Steve Russell, vice president of the American Chemistry Council Plastics Division, noted his group’s support of the broad objective of energy efficiency and related laws and regulation, plus members’ work with LEED developers. “Unfortunately, GSA has given its stamp of approval only to LEED, and LEED is currently being revised in a way that could jeopardize U.S. jobs and our industry’s competitiveness, not to mention building performance and efficiency,” he said.

The current proposal to update LEED is a significant departure from the previous version of the green building rating system, he added.

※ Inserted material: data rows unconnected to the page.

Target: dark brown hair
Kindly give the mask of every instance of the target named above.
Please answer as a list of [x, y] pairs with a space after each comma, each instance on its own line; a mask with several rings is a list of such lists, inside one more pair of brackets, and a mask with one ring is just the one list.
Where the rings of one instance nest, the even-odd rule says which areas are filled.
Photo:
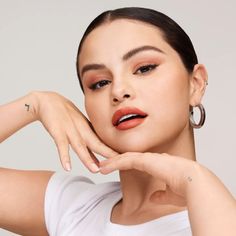
[[179, 54], [189, 73], [193, 71], [194, 65], [198, 63], [197, 55], [189, 36], [167, 15], [153, 9], [140, 7], [126, 7], [105, 11], [89, 24], [79, 44], [76, 68], [82, 90], [83, 87], [80, 79], [78, 60], [83, 42], [91, 31], [106, 22], [112, 22], [117, 19], [137, 20], [156, 26], [162, 31], [164, 40], [166, 40], [166, 42]]

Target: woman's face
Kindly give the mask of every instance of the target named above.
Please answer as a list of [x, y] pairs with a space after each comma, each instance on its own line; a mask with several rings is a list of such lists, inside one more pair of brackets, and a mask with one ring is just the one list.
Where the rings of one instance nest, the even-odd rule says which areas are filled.
[[167, 151], [189, 132], [189, 78], [156, 27], [115, 20], [84, 41], [79, 68], [89, 119], [114, 150]]

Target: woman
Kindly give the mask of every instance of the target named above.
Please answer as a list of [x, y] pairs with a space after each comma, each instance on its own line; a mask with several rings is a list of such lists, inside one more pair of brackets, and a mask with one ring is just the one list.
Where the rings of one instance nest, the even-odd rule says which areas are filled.
[[204, 123], [207, 73], [185, 32], [162, 13], [117, 9], [90, 24], [77, 59], [94, 132], [71, 102], [35, 92], [1, 108], [20, 117], [1, 118], [1, 140], [40, 120], [65, 169], [70, 144], [92, 172], [119, 170], [120, 184], [1, 169], [1, 227], [23, 235], [235, 235], [235, 199], [196, 162], [193, 127]]

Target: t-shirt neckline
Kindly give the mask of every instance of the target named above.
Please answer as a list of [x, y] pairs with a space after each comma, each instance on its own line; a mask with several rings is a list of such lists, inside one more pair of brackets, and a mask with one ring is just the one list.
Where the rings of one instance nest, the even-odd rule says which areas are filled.
[[108, 207], [108, 213], [107, 213], [107, 226], [109, 226], [110, 228], [113, 227], [113, 228], [138, 228], [138, 227], [146, 227], [148, 225], [151, 225], [151, 224], [162, 224], [163, 221], [171, 221], [173, 220], [174, 218], [176, 217], [184, 217], [185, 215], [188, 215], [188, 212], [187, 210], [183, 210], [183, 211], [179, 211], [179, 212], [176, 212], [176, 213], [171, 213], [171, 214], [168, 214], [168, 215], [165, 215], [165, 216], [161, 216], [157, 219], [153, 219], [153, 220], [150, 220], [150, 221], [147, 221], [147, 222], [144, 222], [144, 223], [141, 223], [141, 224], [134, 224], [134, 225], [122, 225], [122, 224], [117, 224], [117, 223], [113, 223], [111, 221], [111, 215], [112, 215], [112, 210], [114, 208], [114, 206], [122, 199], [122, 193], [121, 191], [119, 190], [119, 193], [115, 194], [114, 197], [113, 197], [113, 200], [110, 202], [110, 206]]

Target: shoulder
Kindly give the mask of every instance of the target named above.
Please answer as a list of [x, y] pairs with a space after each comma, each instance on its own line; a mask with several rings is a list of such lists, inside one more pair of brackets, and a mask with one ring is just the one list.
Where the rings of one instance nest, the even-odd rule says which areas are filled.
[[76, 215], [79, 220], [88, 211], [100, 206], [98, 203], [104, 203], [104, 200], [109, 202], [119, 194], [119, 182], [95, 184], [84, 176], [54, 173], [45, 193], [44, 210], [48, 232], [56, 232], [59, 228], [62, 230], [62, 225], [67, 225], [68, 220], [71, 220], [68, 215]]
[[119, 182], [95, 184], [91, 179], [68, 173], [54, 173], [47, 185], [46, 198], [55, 193], [69, 194], [76, 197], [82, 194], [108, 194], [120, 190]]

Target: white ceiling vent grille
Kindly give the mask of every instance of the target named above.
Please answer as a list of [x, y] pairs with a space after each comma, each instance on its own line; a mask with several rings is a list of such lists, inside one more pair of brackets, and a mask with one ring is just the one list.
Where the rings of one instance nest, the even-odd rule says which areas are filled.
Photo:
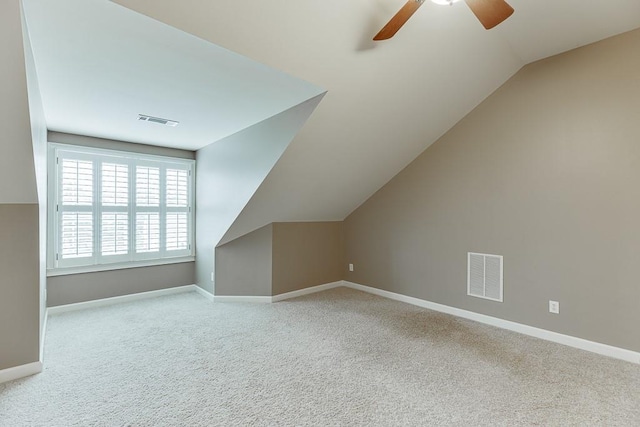
[[180, 123], [180, 122], [176, 122], [175, 120], [161, 119], [160, 117], [145, 116], [144, 114], [138, 114], [138, 120], [141, 120], [143, 122], [158, 123], [161, 125], [171, 126], [171, 127], [176, 127], [178, 126], [178, 123]]
[[467, 295], [502, 302], [502, 256], [468, 253]]

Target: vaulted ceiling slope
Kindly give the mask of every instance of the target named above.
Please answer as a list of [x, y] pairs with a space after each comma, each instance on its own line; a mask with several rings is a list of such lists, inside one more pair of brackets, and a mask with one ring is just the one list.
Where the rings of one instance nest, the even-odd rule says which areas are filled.
[[50, 130], [197, 150], [324, 92], [108, 0], [23, 4]]
[[200, 249], [229, 229], [325, 93], [107, 0], [23, 5], [49, 130], [198, 150]]
[[640, 26], [640, 2], [510, 0], [486, 31], [464, 2], [117, 0], [328, 94], [226, 240], [272, 221], [341, 220], [523, 65]]

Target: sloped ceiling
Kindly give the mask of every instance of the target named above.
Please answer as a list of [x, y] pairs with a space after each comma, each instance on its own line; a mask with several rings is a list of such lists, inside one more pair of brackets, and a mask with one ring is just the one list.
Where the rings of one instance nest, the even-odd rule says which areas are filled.
[[328, 89], [225, 240], [272, 221], [341, 220], [523, 65], [640, 26], [640, 2], [510, 0], [486, 31], [464, 4], [404, 0], [117, 0]]
[[[45, 9], [72, 1], [78, 3], [78, 10], [82, 9], [80, 3], [108, 3], [107, 0], [25, 0], [38, 2], [38, 8]], [[227, 240], [272, 221], [343, 219], [526, 63], [640, 26], [637, 0], [509, 0], [516, 9], [515, 14], [491, 31], [482, 28], [464, 2], [449, 7], [427, 1], [394, 38], [373, 42], [372, 36], [404, 0], [116, 2], [329, 91], [235, 221]], [[141, 17], [130, 15], [118, 18], [117, 25], [109, 20], [108, 25], [96, 26], [118, 36], [131, 21], [143, 26], [155, 25], [152, 21], [143, 24]], [[66, 17], [72, 22], [77, 20], [74, 25], [84, 32], [80, 37], [84, 36], [85, 44], [92, 46], [93, 28], [82, 22], [76, 10], [53, 11], [50, 16], [42, 14], [42, 20], [46, 22], [54, 16]], [[102, 18], [106, 22], [107, 16]], [[65, 28], [53, 30], [55, 34]], [[180, 44], [187, 38], [195, 44]], [[183, 75], [179, 74], [184, 71], [180, 62], [147, 61], [148, 52], [128, 48], [129, 43], [137, 42], [135, 37], [120, 40], [122, 49], [130, 53], [130, 58], [120, 64], [121, 74], [134, 73], [139, 77], [138, 82], [154, 73], [163, 73], [166, 79]], [[157, 40], [143, 42], [149, 45]], [[79, 41], [68, 39], [61, 43], [50, 43], [47, 52], [60, 49], [64, 52], [65, 43]], [[186, 34], [161, 42], [173, 53], [182, 53], [182, 60], [186, 62], [197, 56], [197, 43], [195, 37]], [[108, 62], [105, 53], [98, 49], [100, 43], [95, 46], [90, 58], [98, 63]], [[34, 50], [37, 63], [38, 49], [34, 47]], [[69, 58], [62, 55], [57, 59]], [[94, 66], [90, 70], [97, 72], [101, 68]], [[250, 91], [259, 81], [234, 73], [227, 73], [224, 78], [228, 80], [219, 82], [236, 87], [244, 85]], [[85, 80], [80, 81], [87, 83]], [[96, 81], [100, 80], [93, 79]], [[313, 85], [309, 85], [312, 91], [317, 89]], [[52, 118], [51, 108], [47, 108], [46, 86], [41, 84], [48, 124], [56, 123], [51, 126], [55, 130], [77, 132], [66, 128], [77, 119], [72, 114], [64, 120]], [[85, 86], [85, 92], [91, 93], [96, 87], [99, 86]], [[191, 85], [191, 92], [183, 97], [180, 97], [184, 95], [182, 92], [174, 93], [181, 102], [173, 104], [170, 97], [149, 99], [155, 103], [157, 115], [180, 120], [170, 116], [188, 107], [189, 99], [197, 97], [199, 87], [199, 84]], [[290, 86], [281, 89], [281, 94], [261, 93], [258, 104], [295, 93], [289, 92]], [[105, 109], [118, 111], [129, 103], [146, 99], [145, 94], [153, 95], [144, 85], [142, 89], [114, 90], [120, 96], [81, 98], [83, 107], [102, 103]], [[171, 92], [162, 87], [157, 90], [165, 94]], [[58, 91], [58, 95], [65, 96], [63, 91]], [[232, 97], [227, 102], [233, 106]], [[71, 103], [67, 101], [59, 110], [67, 111]], [[240, 102], [243, 106], [248, 103]], [[162, 112], [163, 108], [172, 108], [169, 117]], [[154, 111], [135, 113], [155, 115]], [[224, 116], [224, 111], [220, 114]], [[207, 119], [215, 118], [207, 115]], [[99, 125], [90, 123], [84, 133], [95, 135], [90, 131]], [[230, 132], [233, 130], [227, 129], [220, 135]], [[128, 134], [106, 137], [170, 144], [159, 135], [140, 135], [134, 129]], [[207, 141], [214, 142], [220, 135]], [[191, 148], [199, 148], [201, 144], [202, 141], [197, 142]]]
[[23, 3], [49, 130], [197, 150], [324, 92], [107, 0]]

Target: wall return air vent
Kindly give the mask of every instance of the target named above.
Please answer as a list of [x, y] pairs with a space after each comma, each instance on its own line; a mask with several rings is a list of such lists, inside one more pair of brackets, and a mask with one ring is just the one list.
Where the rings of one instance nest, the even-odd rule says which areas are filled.
[[178, 126], [178, 123], [180, 123], [175, 120], [161, 119], [160, 117], [146, 116], [144, 114], [138, 114], [138, 120], [143, 122], [152, 122], [152, 123], [158, 123], [160, 125], [171, 126], [172, 128]]
[[467, 295], [502, 302], [502, 256], [467, 254]]

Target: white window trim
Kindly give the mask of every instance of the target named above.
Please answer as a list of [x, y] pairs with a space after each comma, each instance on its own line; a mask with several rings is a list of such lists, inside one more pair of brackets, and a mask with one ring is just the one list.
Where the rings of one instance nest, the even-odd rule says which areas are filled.
[[[74, 263], [68, 262], [66, 266], [60, 266], [57, 262], [58, 254], [58, 234], [59, 234], [59, 215], [62, 209], [58, 209], [58, 191], [59, 191], [59, 169], [57, 166], [58, 158], [64, 153], [73, 153], [74, 156], [80, 157], [95, 156], [95, 157], [111, 157], [120, 160], [124, 160], [124, 163], [130, 164], [129, 169], [129, 216], [130, 231], [129, 231], [129, 255], [124, 256], [127, 258], [123, 261], [123, 257], [112, 256], [113, 262], [107, 261], [109, 258], [102, 258], [99, 255], [97, 249], [100, 247], [100, 239], [94, 238], [94, 256], [89, 259], [85, 259], [81, 262], [82, 265], [73, 265]], [[85, 273], [92, 271], [107, 271], [117, 270], [124, 268], [134, 268], [152, 265], [173, 264], [179, 262], [190, 262], [195, 259], [195, 209], [194, 209], [194, 195], [195, 195], [195, 160], [182, 159], [175, 157], [157, 156], [151, 154], [139, 154], [127, 151], [107, 150], [93, 147], [67, 145], [59, 143], [49, 143], [48, 153], [48, 215], [47, 215], [47, 275], [58, 276], [64, 274]], [[164, 249], [166, 242], [161, 241], [161, 251], [157, 253], [158, 256], [149, 257], [144, 254], [135, 253], [135, 233], [133, 223], [135, 222], [135, 165], [149, 162], [154, 165], [158, 165], [158, 162], [163, 164], [166, 168], [170, 164], [174, 164], [181, 169], [186, 169], [189, 172], [189, 192], [188, 192], [188, 249], [177, 250], [167, 252]], [[132, 173], [133, 171], [133, 173]], [[94, 181], [97, 181], [97, 175], [94, 175]], [[95, 188], [95, 187], [94, 187]], [[166, 189], [161, 187], [161, 194], [165, 193]], [[161, 200], [164, 196], [161, 197]], [[100, 206], [100, 193], [94, 191], [94, 204]], [[101, 207], [92, 208], [93, 212], [97, 212]], [[184, 209], [184, 208], [183, 208]], [[161, 215], [167, 211], [171, 211], [172, 208], [167, 209], [166, 204], [160, 203], [158, 211]], [[98, 222], [94, 221], [94, 227], [99, 227]], [[99, 233], [97, 233], [99, 235]]]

Called LEED v4, it proposes several dramatic changes that are intended to reduce or eliminate the use of trusted, proven and beneficial products of chemistry used in building and construction products, without regard to American jobs or costs to taxpayers.

Russell described specific concerns the industry has about GSA’s use of any private standard as creating a monopoly in the federal construction sector for one private green building standard; resulting in a system which is increasingly not science-based or data-driven; and impairing the ability of small businesses in the building and construction sector to compete.

Describing how GSA has severely reduced healthy competition among green building standards by picking a single rating system, the agency “effectively creates a monopoly for federal buildings,” said Russell. “When the entire federal government picks just one private, standard, competition—the engine that drives lower prices, greater efficiency, and higher quality products—is removed.”

“Once a standard captures the entire market there is no competition, and no incentive to keep the price of implementing the standard down, so in the end the taxpayer pays more,” Russell affirmed.

The lack of scientific justification in LEED v4 should make it unsupportable for the federal government, he added, noting “The recently-proposed LEED update is so poorly grounded in science that the system gives ‘credits’ for avoiding proven U.S.-made products.”